Uniformitarianism is one of the most important unifying concepts in the geosciences. This concept developed in the late 1700s, suggests that catastrophic processes were not responsible for the landforms that existed on the Earth's surface. This idea was diametrically opposed to the ideas of that time period which were based on a biblical interpretation of the history of the Earth. Instead, the theory of uniformitarianism suggested that the landscape developed over long periods of time through a variety of slow geologic and geomorphic processes.

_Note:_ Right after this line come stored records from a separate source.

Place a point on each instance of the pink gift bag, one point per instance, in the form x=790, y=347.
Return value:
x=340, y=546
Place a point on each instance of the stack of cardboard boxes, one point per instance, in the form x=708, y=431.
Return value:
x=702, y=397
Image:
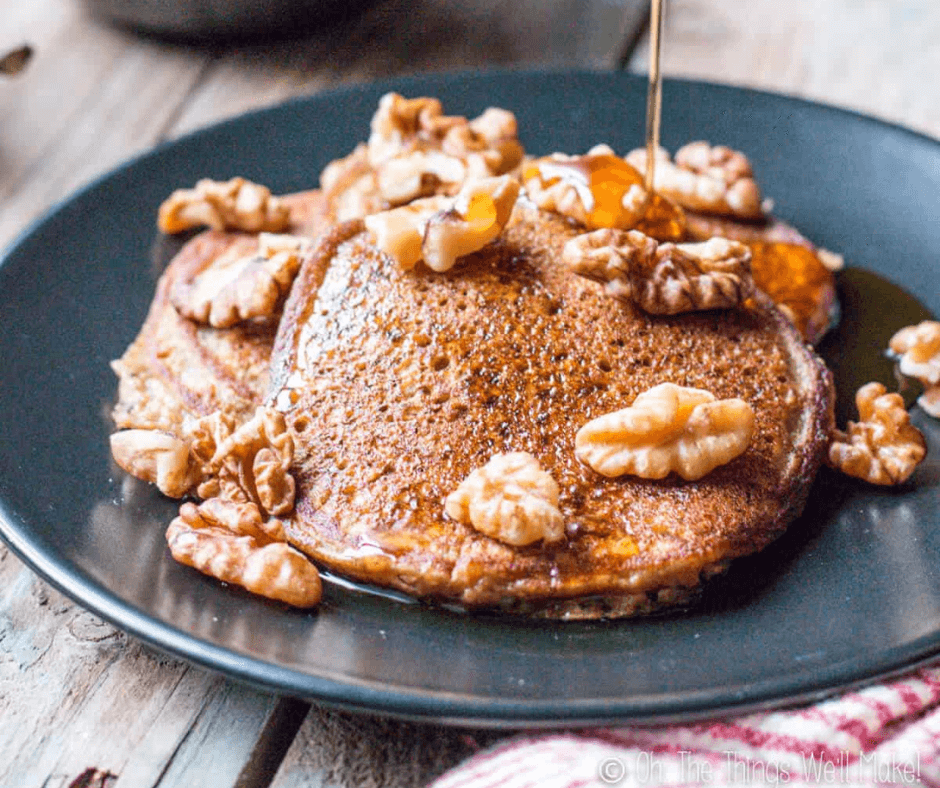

The term uniformitarianism was first used in 1832 by William Whewell, a University of Cambridge scholar, to present an alternative explanation for the origin of the Earth. The prevailing view at that time was that the Earth was created through supernatural means and had been affected by a series of catastrophic events such as the biblical Flood. This theory is called catastrophism.
The ideas behind uniformitarianism originated with the work of Scottish geologist James Hutton. In 1785, Hutton presented at the meetings of the Royal Society of Edinburgh that the Earth had a long history and that this history could be interpreted in terms of processes currently observed. For example, he suggested that deep soil profiles were formed by the weathering of bedrock over thousands of years. He also suggested that supernatural theories were not needed to explain the geologic history of the Earth.
Figure 10c-1: James Hutton, 1726-1797.
Hutton's ideas did not gain major support of the scientific community until the work of Sir Charles Lyell. In the three volume publication Principles of Geology (1830-1833), Lyell presented a variety of geologic evidence from England, France, Italy, and Spain to prove Hutton's ideas correct and to reject the theory of catastrophism.
Figure 10c-2: Sir Charles Lyell, 1797-1875.
The theory of uniformitarianism was also important in shaping the development of ideas in other disciplines. The work of Charles Darwin and Alfred Wallace on the origin of the Earth's species extended the ideas of uniformitarianism into the biological sciences. The theory of evolution is based on the principle that the diversity seen in the Earth's species can be explained by the uniform modification of genetic traits over long periods of time.
Thus, uniformitarianism suggests that the continuing uniformity of existing processes should be used as the framework for understanding the geomorphic and geologic history of the Earth. Today, most theories of landscape evolution use the concept of uniformitarianism to describe how the various landforms of the Earth came to be.